The nanovirus also uplifted some crustaceans, and in the midst of all the spider and human drama, every now and then we get an update about how the crustacean civilization is living out its own grand epic underwater and 99.9% off-page. It was delightful and slightly hilarious.

Spoilers:

SPIDER RADIO. SPIDER WEB ORBITALS. SPIDER MUSCLE FUNICULARS.

And Understanding! That was such a neat concept, so beautifully worked out.

The choice to use human-type names, and the same set of names at that, for the spiders was odd but it ended up working for me. You got a sense that they were spiders from literally everything else, and it ended up being rather charming to keep reading sentences like “Bianca dangled from the ceiling to take a nap.”

I’m having trouble understanding how the ant computers actually worked. I understand that the colonies had a lot of computing power, but how did the spiders present them with problems and how did the ants present their solutions?

[Okay, my door spider is now out of the door and has been swept off the balcony. Pretty sure it’s fine and will live out its spidery life, hopefully very far away from me.]

More book spoilers.

The ant bit that I found absolutely horrifying was when the ants were destroying everything in their paths and they create a fortress entirely composed of living ants and the spiders have to go inside it UGH UGH UGH.

The ending is so touching. You expect the spiders to slaughter the humans, which they’d be completely justified in doing given that the humans are hellbent on killing them. Especially after all that buildup about the spiders’ debate and how they solemnly decided to make the hard choice. I have literally never seen the “hard choice” presented in fiction as anything but the choice to kill a bunch of people. (Which makes me think that in fact, killing is the easy choice and cooperating is the hard one.) Here, the hard choice is to not kill.

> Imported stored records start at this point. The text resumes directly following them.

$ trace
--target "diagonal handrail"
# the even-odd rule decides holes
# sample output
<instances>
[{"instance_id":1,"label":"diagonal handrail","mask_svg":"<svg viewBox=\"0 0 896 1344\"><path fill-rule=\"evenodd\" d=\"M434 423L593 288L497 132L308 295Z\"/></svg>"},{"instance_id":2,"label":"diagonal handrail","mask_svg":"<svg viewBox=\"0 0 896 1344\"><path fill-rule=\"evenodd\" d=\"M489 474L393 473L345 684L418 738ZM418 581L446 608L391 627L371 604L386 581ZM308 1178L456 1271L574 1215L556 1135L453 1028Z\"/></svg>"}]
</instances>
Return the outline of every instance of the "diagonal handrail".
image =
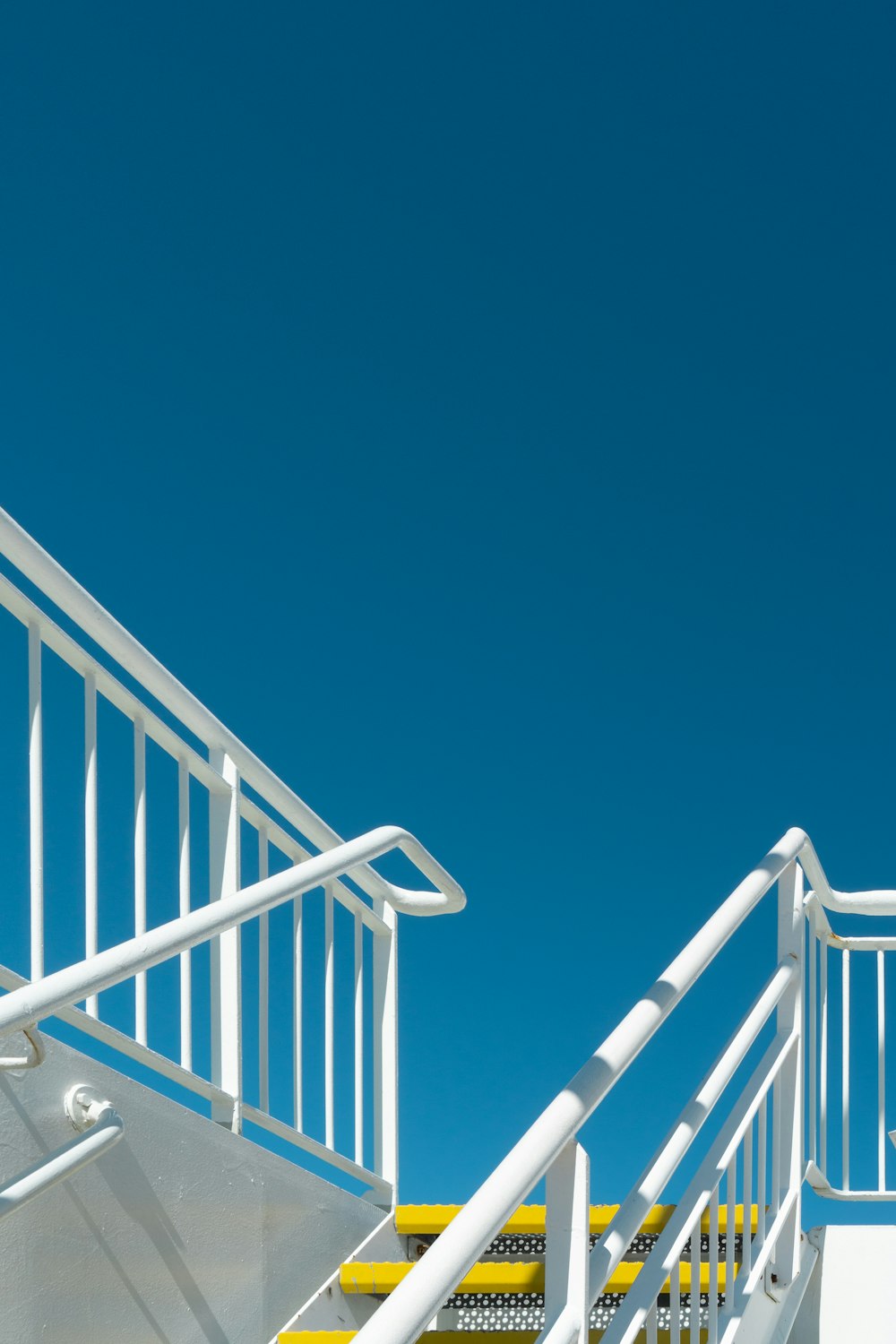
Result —
<instances>
[{"instance_id":1,"label":"diagonal handrail","mask_svg":"<svg viewBox=\"0 0 896 1344\"><path fill-rule=\"evenodd\" d=\"M853 913L896 913L893 891L854 895L834 891L806 832L798 827L787 831L541 1111L426 1257L361 1327L357 1344L408 1344L418 1337L564 1145L578 1134L673 1008L797 859L823 906Z\"/></svg>"},{"instance_id":2,"label":"diagonal handrail","mask_svg":"<svg viewBox=\"0 0 896 1344\"><path fill-rule=\"evenodd\" d=\"M369 863L392 849L402 849L427 876L433 866L438 867L410 832L402 831L400 827L377 827L356 840L344 840L334 849L314 855L294 868L243 887L224 900L215 900L200 910L192 910L63 970L55 970L42 980L13 989L0 999L0 1035L32 1027L60 1008L69 1008L90 995L99 993L101 989L130 980L132 976L157 966L168 957L195 948L200 942L208 942L210 938L235 929L304 891L320 887L330 878L355 872L359 864ZM449 906L450 896L434 892L433 900L439 899L443 902L443 909Z\"/></svg>"},{"instance_id":3,"label":"diagonal handrail","mask_svg":"<svg viewBox=\"0 0 896 1344\"><path fill-rule=\"evenodd\" d=\"M69 574L28 532L0 508L0 554L35 583L120 667L125 668L149 695L189 728L210 750L224 751L250 788L287 817L314 845L329 851L344 844L343 837L309 808L297 793L261 761L254 751L208 710L191 691L121 625L77 579ZM418 862L419 860L419 862ZM438 887L442 896L410 891L387 882L361 863L353 879L368 896L387 900L406 914L451 914L466 902L451 875L419 847L416 866Z\"/></svg>"},{"instance_id":4,"label":"diagonal handrail","mask_svg":"<svg viewBox=\"0 0 896 1344\"><path fill-rule=\"evenodd\" d=\"M0 1185L0 1219L17 1212L38 1195L94 1163L118 1142L125 1122L110 1102L101 1102L90 1118L90 1128L55 1152L35 1163L21 1175Z\"/></svg>"}]
</instances>

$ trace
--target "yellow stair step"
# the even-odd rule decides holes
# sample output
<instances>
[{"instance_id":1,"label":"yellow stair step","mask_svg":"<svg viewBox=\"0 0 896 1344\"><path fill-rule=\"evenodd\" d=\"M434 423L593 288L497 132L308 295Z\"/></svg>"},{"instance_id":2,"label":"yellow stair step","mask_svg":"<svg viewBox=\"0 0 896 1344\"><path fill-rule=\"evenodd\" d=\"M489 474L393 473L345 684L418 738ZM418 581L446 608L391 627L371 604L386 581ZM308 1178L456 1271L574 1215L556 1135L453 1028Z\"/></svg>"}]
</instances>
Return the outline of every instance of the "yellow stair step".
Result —
<instances>
[{"instance_id":1,"label":"yellow stair step","mask_svg":"<svg viewBox=\"0 0 896 1344\"><path fill-rule=\"evenodd\" d=\"M443 1232L453 1218L463 1208L463 1204L399 1204L395 1210L395 1230L403 1236L430 1236ZM591 1231L595 1235L604 1232L610 1219L617 1214L618 1204L591 1206ZM642 1232L661 1232L676 1211L674 1204L654 1204L641 1224ZM751 1231L756 1231L758 1206L751 1206ZM709 1231L709 1214L704 1214L700 1230ZM744 1207L735 1208L735 1232L744 1230ZM719 1231L724 1235L728 1231L728 1206L719 1208ZM516 1214L504 1224L502 1232L506 1235L524 1235L544 1232L544 1204L523 1204Z\"/></svg>"},{"instance_id":2,"label":"yellow stair step","mask_svg":"<svg viewBox=\"0 0 896 1344\"><path fill-rule=\"evenodd\" d=\"M535 1344L540 1331L427 1331L418 1344ZM351 1344L356 1331L283 1331L279 1344ZM635 1336L645 1344L646 1333ZM603 1331L588 1331L588 1344L600 1344ZM700 1331L700 1344L707 1344L707 1331ZM670 1344L669 1331L660 1331L657 1344ZM681 1331L681 1344L690 1344L690 1331Z\"/></svg>"},{"instance_id":3,"label":"yellow stair step","mask_svg":"<svg viewBox=\"0 0 896 1344\"><path fill-rule=\"evenodd\" d=\"M402 1279L411 1273L414 1265L402 1262L351 1261L339 1271L339 1284L344 1293L372 1293L384 1296L392 1293ZM627 1293L643 1269L641 1261L623 1261L611 1274L604 1293ZM725 1290L725 1266L717 1266L719 1292ZM455 1293L543 1293L544 1265L540 1261L512 1263L509 1261L485 1261L474 1265L463 1275ZM669 1292L669 1279L661 1292ZM690 1292L690 1265L681 1265L681 1292ZM700 1292L709 1292L709 1265L700 1265Z\"/></svg>"}]
</instances>

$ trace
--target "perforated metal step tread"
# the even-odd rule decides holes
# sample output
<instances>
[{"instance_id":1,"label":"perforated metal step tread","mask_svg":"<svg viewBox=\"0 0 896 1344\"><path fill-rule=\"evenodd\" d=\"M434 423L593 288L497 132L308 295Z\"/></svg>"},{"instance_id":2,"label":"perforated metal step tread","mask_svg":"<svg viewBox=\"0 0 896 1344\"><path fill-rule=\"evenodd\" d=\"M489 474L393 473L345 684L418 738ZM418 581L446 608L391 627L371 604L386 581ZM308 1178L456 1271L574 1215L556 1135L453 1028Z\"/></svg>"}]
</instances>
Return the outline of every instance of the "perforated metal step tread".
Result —
<instances>
[{"instance_id":1,"label":"perforated metal step tread","mask_svg":"<svg viewBox=\"0 0 896 1344\"><path fill-rule=\"evenodd\" d=\"M352 1261L340 1269L339 1284L344 1293L368 1293L373 1297L386 1297L388 1293L395 1292L402 1279L412 1269L414 1265L402 1262ZM604 1293L627 1293L642 1269L642 1261L623 1261L610 1275ZM690 1293L689 1263L684 1262L680 1265L680 1275L681 1293ZM716 1284L719 1292L724 1293L724 1262L716 1266ZM519 1263L489 1261L473 1265L454 1292L494 1293L500 1296L544 1293L544 1263L541 1261L523 1261ZM669 1279L666 1279L661 1292L669 1292ZM700 1292L709 1292L709 1265L705 1263L700 1265Z\"/></svg>"},{"instance_id":2,"label":"perforated metal step tread","mask_svg":"<svg viewBox=\"0 0 896 1344\"><path fill-rule=\"evenodd\" d=\"M451 1219L463 1208L463 1204L399 1204L395 1210L395 1230L402 1236L426 1236L443 1232ZM618 1204L592 1204L590 1227L591 1232L600 1235L606 1232L611 1218L618 1214ZM643 1234L657 1234L664 1230L676 1211L674 1204L654 1204L641 1224ZM756 1231L758 1206L751 1206L751 1231ZM502 1236L519 1236L525 1234L544 1235L545 1208L544 1204L521 1204L516 1214L501 1228ZM744 1207L735 1207L735 1231L743 1232ZM709 1214L704 1214L700 1230L709 1231ZM728 1206L719 1207L719 1231L728 1231Z\"/></svg>"}]
</instances>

Instead, they use a version of the virus that created their own civilization to instill a sense in the humans—and in themselves—that they are kin, so they have a chance now to share the planet rather than killing each other. It’s in part an anti-arachnophobia virus, and I wish I could get it so I could see that fucking giant spider inside my door as a little friend, like Tchaikovsky undoubtedly does.

Only $2.99 on Kindle! Children of Time

The cover is both correct and not really representative of the experience of reading the book. However, an accurate cover would probably make at least a quarter of the intended audience flee screaming, so there's that.